In September 2012, Ecclestone announced that the circuit's contract had been annulled since the organizers had not complied with the terms and conditions of the contract. However, the race was provisionally included on the official 2013 Formula One calendar, with its status listed as 'to be confirmed'. That schedule was finalized in December 2012. On October 18, 2012, the mayor of Weehawken announced that the race would be postponed until 2014. When asked about the reasons behind the postponement, Ecclestone replied that the organizers could not have everything necessary to host the race arranged in time for 2013.

In March 2013, race promoter Hindery Jr. said that the Grand Prix of America was back on track and that critical pavement work would start around September when the weather was most conducive to do such work.

Hindery's organization was beset with financial difficulties and it remained unclear how the race would be funded, with New Jersey Governor Chris Christie saying that there had been no discussion of the state subsidizing it, as is common for other such events. In May 2013, speculation in the media suggested that Bernie Ecclestone was attempting to return Formula One to the Long Beach circuit as an alternative to the race in New Jersey, though Ecclestone expressed hope the stalled talks with Hindery could be renewed, adding that the sport's administrators had invested in the race to pay off the organisers' debts and expedite the construction process. Chris Pook, who originally established the United States Grand Prix West in Long Beach, but switched it to a CART race in 1984, was also enlisted as a consultant to the Grand Prix of America.

In June 2013, it was announced that race organizer Leo Hindery had signed a new, 15-year contract with F1 chief Bernie Ecclestone after all permits had been secured. Work on the permanent 24-car paddock area was near completion, while paving on the road course could begin "as early as next week," well ahead of the earlier planned September 2013 start date.

On August 23, 2013, Ecclestone announced that the 2014 Grand Prix of America was canceled because the promoters could not raise the $100 million required for the event planning. The race was not included on the provisional 2014 calendar, with race promoters claiming an administrative error.

During the telecast of the 2013 Singapore Grand Prix on September 22, 2013, it was announced on-air that Leo Hindery, Jr and promoters had submitted all necessary entry fees for inclusion on the 2014 calendar, with a provisional date of June 1, 2014 (between the Monaco and Canadian Grands Prix). The Grand Prix was later confirmed on the provisional calendar. The FIA released the official 2014 Formula One season calendar on December 4, 2013, and the Grand Prix did not appear on the schedule. At the same time, the FIA announced that the race had been postponed due to a number of long-term financial problems. Ecclestone apparently had not given up on the race itself; stating that he had "no doubt" that the race would take place in 2015. Organizers were working on financial restructuring and were also optimistic. In December 2013, Ecclestone said the organizers were in breach of contract and that he would entertain proposals from other parties.
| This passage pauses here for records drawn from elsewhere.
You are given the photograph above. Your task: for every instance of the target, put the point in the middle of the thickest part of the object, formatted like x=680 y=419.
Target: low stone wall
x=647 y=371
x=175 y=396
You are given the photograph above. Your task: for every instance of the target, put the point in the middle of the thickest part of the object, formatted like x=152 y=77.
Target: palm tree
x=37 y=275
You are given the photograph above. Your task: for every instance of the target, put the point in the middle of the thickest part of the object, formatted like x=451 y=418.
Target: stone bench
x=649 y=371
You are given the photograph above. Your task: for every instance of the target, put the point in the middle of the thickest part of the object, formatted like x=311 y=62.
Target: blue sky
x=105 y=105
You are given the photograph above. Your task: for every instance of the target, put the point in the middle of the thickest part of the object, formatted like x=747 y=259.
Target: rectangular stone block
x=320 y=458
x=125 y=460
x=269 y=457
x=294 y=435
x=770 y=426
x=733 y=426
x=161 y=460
There had not been much news regarding the race in 2014, until an article in Forbes written in July revealed that Hindery had found investors to fund the race, but they dropped out at the last minute, and Ecclestone revealed that he was not willing to put the race on a Formula One calendar until 2016. There have been no further updates, and all mention of running the race has been dropped since the racing season.

According to a March 2014 report in Forbes, Formula E chief executive Alejandro Agag revealed that he had been working with promoters to bring the series to the New York area, but that he was waiting to see how the financial situation surrounding the Grand Prix was resolved before he could commit to bringing the Formula E series to the city.